Thanks Daniel. Your post (and Bob Atkins page) helped me understand some stuff.


Quote Originally Posted by Daniel Browning
Jon, you are using a very wrong definition of the word bokeh. I think you are doing it intentionally, since others in this thread have been doing it, but I think something should be said.

Yes, I was using the word in the way I thought Mr. Powers Brent intended, even though it isn't how I would have used the word.


Quote Originally Posted by Daniel Browning


Quote Originally Posted by Jon Ruyle


How does
he define OOF blur?


Diameter of a point source specular highlight at a given distance from the plane of focus.


Okay, that makes perfect sense. Of course, if you really want to quantify blur with a single number (and thus answer which lens has more) you have to specify which given distance you care about . (Correct me if I'm wrong, but I think if that "given distance" is close to infinity, only aperture matters.
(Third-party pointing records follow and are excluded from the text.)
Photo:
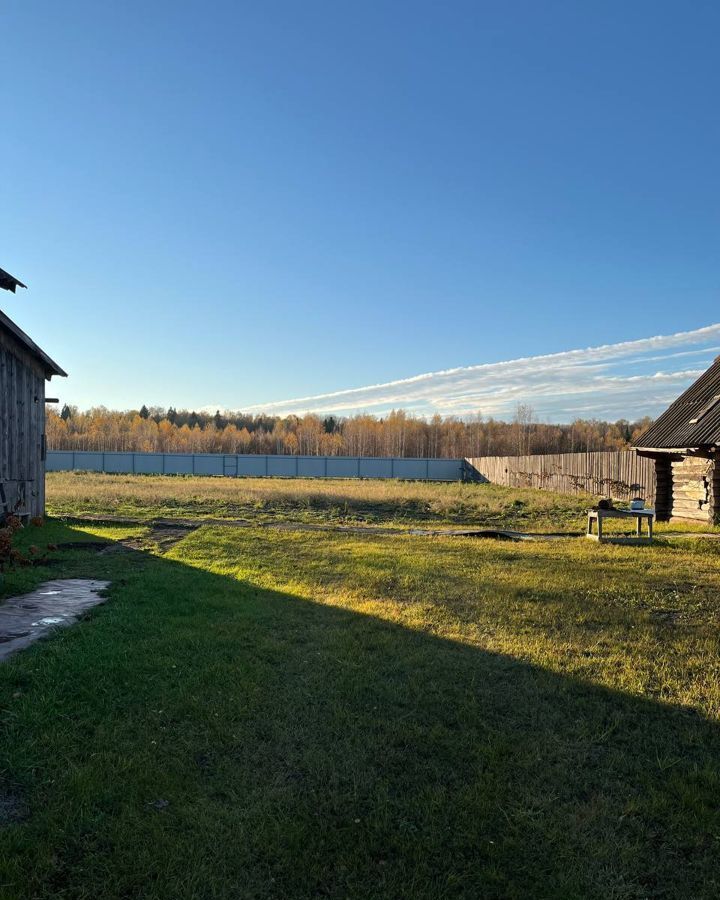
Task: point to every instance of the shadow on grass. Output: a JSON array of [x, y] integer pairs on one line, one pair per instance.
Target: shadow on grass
[[201, 737]]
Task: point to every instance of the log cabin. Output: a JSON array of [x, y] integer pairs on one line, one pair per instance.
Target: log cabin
[[685, 444], [24, 369]]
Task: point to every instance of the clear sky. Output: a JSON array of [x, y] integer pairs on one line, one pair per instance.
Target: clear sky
[[226, 204]]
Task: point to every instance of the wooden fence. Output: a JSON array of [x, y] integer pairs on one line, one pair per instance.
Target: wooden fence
[[618, 474]]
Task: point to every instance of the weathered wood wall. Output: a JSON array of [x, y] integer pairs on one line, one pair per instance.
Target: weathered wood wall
[[618, 474], [692, 488], [22, 429]]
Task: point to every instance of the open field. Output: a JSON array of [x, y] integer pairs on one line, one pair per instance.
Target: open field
[[259, 713], [370, 502]]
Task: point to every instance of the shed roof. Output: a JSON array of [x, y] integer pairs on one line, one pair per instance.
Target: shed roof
[[693, 420], [9, 282], [9, 327]]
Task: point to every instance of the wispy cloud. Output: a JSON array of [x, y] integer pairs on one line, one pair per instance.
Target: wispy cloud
[[630, 379]]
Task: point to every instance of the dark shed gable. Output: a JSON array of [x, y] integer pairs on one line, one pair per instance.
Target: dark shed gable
[[16, 337], [9, 282], [692, 421], [24, 369]]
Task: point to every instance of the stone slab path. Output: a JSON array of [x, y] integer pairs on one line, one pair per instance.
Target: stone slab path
[[29, 617]]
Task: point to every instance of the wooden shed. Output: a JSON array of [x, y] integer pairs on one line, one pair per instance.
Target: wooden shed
[[685, 444], [24, 368]]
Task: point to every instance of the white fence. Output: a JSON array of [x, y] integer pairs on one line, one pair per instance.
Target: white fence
[[257, 466]]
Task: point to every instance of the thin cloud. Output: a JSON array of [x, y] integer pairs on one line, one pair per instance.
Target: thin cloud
[[605, 381]]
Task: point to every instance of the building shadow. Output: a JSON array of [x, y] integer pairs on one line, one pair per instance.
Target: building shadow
[[204, 737]]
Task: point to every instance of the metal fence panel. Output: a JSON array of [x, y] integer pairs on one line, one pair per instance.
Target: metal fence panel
[[148, 463], [256, 466], [410, 468], [252, 466], [343, 467], [446, 469], [283, 466], [178, 464], [208, 464], [312, 466], [375, 468], [59, 461]]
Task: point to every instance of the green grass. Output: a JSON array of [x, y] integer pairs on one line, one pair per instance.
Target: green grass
[[353, 502], [269, 714]]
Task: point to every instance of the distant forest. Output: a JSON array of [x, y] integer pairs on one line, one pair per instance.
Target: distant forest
[[159, 430]]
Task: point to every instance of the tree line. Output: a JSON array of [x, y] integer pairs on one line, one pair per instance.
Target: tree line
[[159, 430]]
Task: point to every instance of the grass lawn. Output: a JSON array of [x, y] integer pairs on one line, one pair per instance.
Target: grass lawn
[[346, 502], [261, 713]]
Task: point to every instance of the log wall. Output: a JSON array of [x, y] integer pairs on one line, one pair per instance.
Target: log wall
[[22, 430], [618, 474], [693, 488]]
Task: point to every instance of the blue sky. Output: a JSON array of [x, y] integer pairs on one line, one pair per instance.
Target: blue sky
[[228, 204]]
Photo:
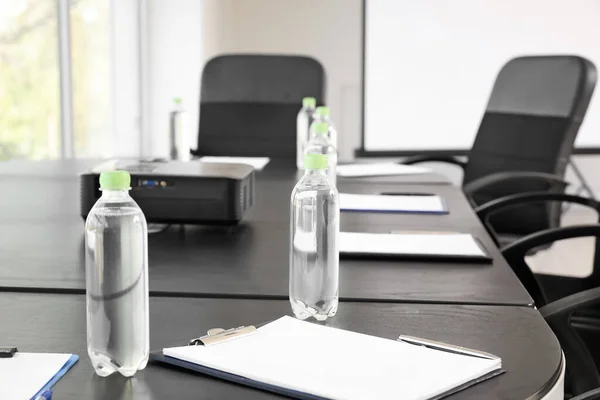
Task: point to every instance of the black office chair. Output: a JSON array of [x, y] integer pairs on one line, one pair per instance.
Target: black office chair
[[582, 372], [249, 104], [591, 395], [544, 288], [526, 137], [569, 305]]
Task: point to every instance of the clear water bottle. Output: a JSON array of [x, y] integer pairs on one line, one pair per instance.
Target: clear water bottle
[[321, 144], [303, 122], [116, 258], [314, 255], [178, 132], [322, 114]]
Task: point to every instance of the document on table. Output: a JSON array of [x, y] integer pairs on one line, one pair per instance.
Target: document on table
[[257, 162], [278, 357], [358, 170], [422, 244], [420, 203], [25, 375]]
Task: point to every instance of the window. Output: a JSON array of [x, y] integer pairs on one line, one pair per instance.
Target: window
[[91, 77], [29, 96], [98, 95]]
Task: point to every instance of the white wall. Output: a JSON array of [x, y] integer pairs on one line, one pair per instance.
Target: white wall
[[431, 64], [184, 34]]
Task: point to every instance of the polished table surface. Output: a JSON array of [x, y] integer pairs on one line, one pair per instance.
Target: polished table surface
[[530, 353], [42, 244]]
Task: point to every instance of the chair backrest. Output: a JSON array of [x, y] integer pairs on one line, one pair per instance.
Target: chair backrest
[[249, 103], [530, 124]]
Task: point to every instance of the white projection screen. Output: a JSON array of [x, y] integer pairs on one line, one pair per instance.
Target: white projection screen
[[429, 65]]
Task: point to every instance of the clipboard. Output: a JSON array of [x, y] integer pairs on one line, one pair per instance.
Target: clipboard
[[218, 336], [394, 246]]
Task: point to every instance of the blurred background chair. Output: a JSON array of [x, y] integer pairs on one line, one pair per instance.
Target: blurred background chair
[[545, 288], [581, 377], [570, 305], [249, 104], [525, 139]]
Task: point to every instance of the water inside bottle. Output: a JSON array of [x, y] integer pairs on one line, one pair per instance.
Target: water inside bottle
[[116, 260], [314, 255]]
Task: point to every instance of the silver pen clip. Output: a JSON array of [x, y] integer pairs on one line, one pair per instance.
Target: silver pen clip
[[446, 347], [219, 335]]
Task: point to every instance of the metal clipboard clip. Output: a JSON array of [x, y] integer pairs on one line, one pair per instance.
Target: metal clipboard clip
[[446, 347], [219, 335]]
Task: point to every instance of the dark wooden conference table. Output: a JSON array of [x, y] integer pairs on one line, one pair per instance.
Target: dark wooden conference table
[[206, 277]]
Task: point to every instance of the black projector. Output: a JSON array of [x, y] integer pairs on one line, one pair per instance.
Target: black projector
[[180, 192]]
If the "given distance" is close to zero, only f number matters.)


In addition, I guessed that by "bokeh" the OP wanted to also take into account another feature of long lenses: they magnify background details more. I *thought* this contributed to our perception of a blurred background (quite separate from how big the OOF disk of a background point will be), giving an additional advantage to the long lens. Maybe I'm confused about this as well, though.


Quote Originally Posted by Daniel Browning


So there are three very different things here:
  • Quality of the OOF blur (bokeh)
  • Quantity of the OOF blur
  • DOF



According to Bob Atkins (not that I nececarily would take his word over yours []), bokek is a combination of quality and quantity of OOF blur. This is what I thought the word meant, too, though I never tried to check a definitive source.